今回の税制改正は、経済成長を促す施策に重点が置かれています。
私たち個人に対する動きと、企業に対する動きとに分けて解説したいと思います。

イデコの2022年の制度改正についてUPしました。
iDeCo(イデコ)が2022年に改正!内容とメリット・デメリットを確認

個人の資産形成を後押し

昨年は、戦後最長の景気拡大が続いていても「景気回復を感じられない」との声があがる中で、消費税増税、また「老後2000万円問題」が騒がれるなど、個人が家計資産を守り増やすために動くことの重要性がクローズアップされた1年でした。

そうした状況を踏まえて今回の税制改正には、資産形成の手段として勧めている「確定拠出年金」「NISA」の拡充を図る政策が盛り込まれています。
早速みていきましょう。

確定拠出年金

勤め先の企業が掛金を拠出する「企業型」と、個人が任意に加入する「個人型」の「イデコ」について、これまで原則60歳未満までとなっている加入期間の上限を、「企業型」は70歳未満に、「個人型」は65歳未満まで、それぞれ延長し、現在60歳から70歳までの間で選べる受給開始年齢の選択肢を70歳以降にも広げます

また、「企業型」に加入している会社員について、本人が希望すれば、労使の合意などがなくても「イデコ」に加入できるよう要件を緩和するほか、企業年金のない中小企業で、「イデコ」に加入している従業員に、企業が掛金を上乗せすることができる「イデコプラス」という制度について、対象を従業員100人以下の企業から、300人以下の企業に広げます。

NISA

NISAについては2024年以降、比較的リスクの低い投資信託などに優先的に投資する仕組みに改め、安定した資産形成を促します
新たな制度では、比較的リスクの低い投資信託などに対象を限った年間、最大20万円の「積み立て枠」を新たに設けたうえで、従来のように株式に投資できる最大102万円の「投資枠」を作り、5年間で合わせて最大610万円の投資が非課税になります

原則、「積み立て枠」に投資を行った場合に「投資枠」を使えるようにしますが、株式投資の経験がある人などは、「積み立て枠」に投資しなくても株式に投資できる例外措置が設けられ、その場合、非課税の総額は510万円になります。

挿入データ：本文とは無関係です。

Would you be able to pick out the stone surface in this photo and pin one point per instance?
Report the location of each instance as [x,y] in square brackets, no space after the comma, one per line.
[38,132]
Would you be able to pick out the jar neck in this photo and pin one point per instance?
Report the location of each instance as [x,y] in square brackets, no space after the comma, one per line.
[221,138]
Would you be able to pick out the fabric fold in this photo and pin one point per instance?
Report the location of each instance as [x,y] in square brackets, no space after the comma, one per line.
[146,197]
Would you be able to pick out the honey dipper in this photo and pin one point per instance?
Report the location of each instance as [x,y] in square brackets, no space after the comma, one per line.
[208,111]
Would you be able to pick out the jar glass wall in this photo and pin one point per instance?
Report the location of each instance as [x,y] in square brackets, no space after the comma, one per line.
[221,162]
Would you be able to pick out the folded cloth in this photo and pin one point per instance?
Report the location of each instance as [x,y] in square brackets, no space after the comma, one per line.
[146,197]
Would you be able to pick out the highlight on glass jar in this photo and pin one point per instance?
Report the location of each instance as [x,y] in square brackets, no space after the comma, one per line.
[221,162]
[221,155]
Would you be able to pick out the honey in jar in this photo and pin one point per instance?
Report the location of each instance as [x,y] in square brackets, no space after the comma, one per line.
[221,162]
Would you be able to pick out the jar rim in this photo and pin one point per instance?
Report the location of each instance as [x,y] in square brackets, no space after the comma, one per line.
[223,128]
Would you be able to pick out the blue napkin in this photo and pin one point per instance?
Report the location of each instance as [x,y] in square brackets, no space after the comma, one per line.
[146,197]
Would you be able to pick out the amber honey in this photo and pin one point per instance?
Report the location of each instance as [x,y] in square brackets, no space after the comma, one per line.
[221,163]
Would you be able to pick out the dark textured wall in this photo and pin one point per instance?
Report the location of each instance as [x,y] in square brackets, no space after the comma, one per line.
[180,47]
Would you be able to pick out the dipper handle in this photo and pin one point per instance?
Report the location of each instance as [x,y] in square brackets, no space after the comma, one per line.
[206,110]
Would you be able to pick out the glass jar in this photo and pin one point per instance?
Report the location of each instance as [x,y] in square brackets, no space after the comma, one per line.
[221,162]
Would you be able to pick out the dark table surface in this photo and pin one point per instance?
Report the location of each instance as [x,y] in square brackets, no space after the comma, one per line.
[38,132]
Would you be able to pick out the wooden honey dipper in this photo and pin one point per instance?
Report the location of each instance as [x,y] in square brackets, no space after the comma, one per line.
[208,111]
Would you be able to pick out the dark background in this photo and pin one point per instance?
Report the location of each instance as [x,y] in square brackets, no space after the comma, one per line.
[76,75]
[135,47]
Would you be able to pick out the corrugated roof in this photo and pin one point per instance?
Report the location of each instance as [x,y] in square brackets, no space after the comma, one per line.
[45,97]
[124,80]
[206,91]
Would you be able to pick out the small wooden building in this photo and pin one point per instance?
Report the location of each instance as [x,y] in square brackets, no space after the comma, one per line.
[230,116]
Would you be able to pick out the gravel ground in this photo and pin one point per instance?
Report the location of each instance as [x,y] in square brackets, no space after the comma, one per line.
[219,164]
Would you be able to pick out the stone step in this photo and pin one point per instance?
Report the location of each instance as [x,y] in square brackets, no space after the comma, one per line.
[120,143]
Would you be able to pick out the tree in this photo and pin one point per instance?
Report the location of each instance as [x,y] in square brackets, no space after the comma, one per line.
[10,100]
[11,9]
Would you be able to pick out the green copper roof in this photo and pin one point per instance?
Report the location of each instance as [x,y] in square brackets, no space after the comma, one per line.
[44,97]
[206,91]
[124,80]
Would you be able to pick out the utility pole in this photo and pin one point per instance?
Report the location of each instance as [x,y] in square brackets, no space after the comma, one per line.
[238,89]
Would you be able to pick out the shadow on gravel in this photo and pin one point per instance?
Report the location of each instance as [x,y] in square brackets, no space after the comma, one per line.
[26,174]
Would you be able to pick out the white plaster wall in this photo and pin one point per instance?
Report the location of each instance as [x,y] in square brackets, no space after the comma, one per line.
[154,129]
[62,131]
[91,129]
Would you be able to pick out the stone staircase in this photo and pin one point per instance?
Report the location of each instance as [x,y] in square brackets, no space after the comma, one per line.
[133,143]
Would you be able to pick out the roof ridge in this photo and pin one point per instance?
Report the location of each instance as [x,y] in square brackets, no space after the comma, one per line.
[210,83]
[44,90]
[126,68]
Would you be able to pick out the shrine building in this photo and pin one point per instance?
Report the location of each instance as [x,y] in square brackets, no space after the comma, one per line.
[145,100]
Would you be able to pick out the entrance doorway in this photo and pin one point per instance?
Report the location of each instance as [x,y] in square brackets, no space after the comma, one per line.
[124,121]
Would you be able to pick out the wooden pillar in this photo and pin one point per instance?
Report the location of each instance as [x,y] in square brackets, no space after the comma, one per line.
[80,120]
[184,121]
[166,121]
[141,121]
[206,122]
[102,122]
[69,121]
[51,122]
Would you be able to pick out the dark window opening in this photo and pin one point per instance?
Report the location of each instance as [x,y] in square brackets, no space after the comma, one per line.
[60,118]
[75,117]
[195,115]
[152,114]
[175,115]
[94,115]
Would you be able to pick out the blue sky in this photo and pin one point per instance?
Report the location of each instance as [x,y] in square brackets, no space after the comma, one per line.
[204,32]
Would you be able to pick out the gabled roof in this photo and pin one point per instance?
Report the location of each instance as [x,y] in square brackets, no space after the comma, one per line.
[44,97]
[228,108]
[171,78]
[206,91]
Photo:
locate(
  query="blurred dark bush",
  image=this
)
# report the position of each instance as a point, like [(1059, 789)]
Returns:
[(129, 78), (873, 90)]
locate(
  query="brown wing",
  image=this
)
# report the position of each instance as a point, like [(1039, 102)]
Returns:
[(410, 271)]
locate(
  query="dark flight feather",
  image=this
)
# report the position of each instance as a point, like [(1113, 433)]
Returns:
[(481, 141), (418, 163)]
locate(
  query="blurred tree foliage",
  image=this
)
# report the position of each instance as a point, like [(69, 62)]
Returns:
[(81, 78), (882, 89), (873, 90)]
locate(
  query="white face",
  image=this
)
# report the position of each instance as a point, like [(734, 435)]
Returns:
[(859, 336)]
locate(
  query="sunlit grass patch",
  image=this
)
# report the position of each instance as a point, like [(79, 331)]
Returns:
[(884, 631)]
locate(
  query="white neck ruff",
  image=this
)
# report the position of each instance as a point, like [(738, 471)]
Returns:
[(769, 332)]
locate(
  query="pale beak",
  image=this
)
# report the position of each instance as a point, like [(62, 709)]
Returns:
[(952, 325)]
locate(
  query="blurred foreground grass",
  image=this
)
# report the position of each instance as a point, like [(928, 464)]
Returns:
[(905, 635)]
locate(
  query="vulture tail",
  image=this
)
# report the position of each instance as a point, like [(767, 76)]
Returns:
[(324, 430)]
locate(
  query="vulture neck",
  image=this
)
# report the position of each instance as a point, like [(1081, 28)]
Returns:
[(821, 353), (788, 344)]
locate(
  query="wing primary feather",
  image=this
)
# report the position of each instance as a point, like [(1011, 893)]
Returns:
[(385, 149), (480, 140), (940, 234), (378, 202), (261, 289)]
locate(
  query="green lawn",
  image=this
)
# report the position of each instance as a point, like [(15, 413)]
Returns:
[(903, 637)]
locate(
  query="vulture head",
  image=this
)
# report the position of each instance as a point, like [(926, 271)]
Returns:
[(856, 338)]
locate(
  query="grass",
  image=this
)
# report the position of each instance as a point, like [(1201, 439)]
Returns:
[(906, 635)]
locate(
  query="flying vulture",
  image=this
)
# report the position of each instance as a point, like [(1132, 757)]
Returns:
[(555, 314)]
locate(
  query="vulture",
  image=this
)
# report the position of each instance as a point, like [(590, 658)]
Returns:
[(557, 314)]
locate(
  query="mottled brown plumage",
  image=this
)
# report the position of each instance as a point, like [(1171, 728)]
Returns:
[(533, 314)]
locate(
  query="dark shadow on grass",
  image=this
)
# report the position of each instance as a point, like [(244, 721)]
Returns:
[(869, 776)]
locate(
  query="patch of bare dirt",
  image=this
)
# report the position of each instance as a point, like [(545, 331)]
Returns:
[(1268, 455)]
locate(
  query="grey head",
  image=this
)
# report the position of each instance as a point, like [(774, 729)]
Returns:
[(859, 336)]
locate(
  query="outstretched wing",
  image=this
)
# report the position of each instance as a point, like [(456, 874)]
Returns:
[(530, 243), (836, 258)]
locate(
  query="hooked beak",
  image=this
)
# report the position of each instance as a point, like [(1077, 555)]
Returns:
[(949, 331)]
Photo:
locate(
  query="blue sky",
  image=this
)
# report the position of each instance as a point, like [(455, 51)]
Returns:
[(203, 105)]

一方、年間、最大40万円の投資が非課税となる長期の資産運用向けの優遇税制「つみたてNISA」は、2037年までの期限を2042年まで5年間延長し、2023年までに始めれば20年間の投資期間を確保できるようにします

親や祖父母が未成年の子や孫のために年間80万円まで非課税で投資ができる「ジュニアNISA」は、投資期限を迎える2023年末で制度を終了します。

家計負担を減らす子育て支援

家計負担を減らす子育て支援も焦点となりました。

未婚のひとり親支援

未婚のひとり親の負担を軽減するため、配偶者と死別したり、離婚したりしたひとり親を対象とした「寡婦控除」を未婚のひとり親にも適用します

所得が500万円以下の未婚のひとり親を対象に所得税は35万円を、住民税は30万円を課税対象となる所得から差し引くことで税負担を軽減します。
対象となる未婚のひとり親がいわゆる「事実婚」の状況にないかは、住民票の続柄の記載で確認します。
一方、未婚のひとり親に児童扶養手当を年1万7500円上乗せしている臨時の措置は取りやめます。

また、「寡婦控除」をめぐっては、現在、男性だけに所得制限があり、「不平等だ」という批判があることを踏まえ、女性にも500万円の所得制限を設けます。
さらに、女性よりも低く設定されていた男性のひとり親の控除額を、所得税は27万円から35万円に住民税は26万円から30万円に引き上げ、女性と同額にします。

ベビーシッター非課税

子育て支援では、ベビーシッターなど1日に預かる乳幼児の数が5人以下の認可外の保育事業についても指導監督の基準を満たせば、認可保育施設と同様に保育料にかかる消費税を非課税にします。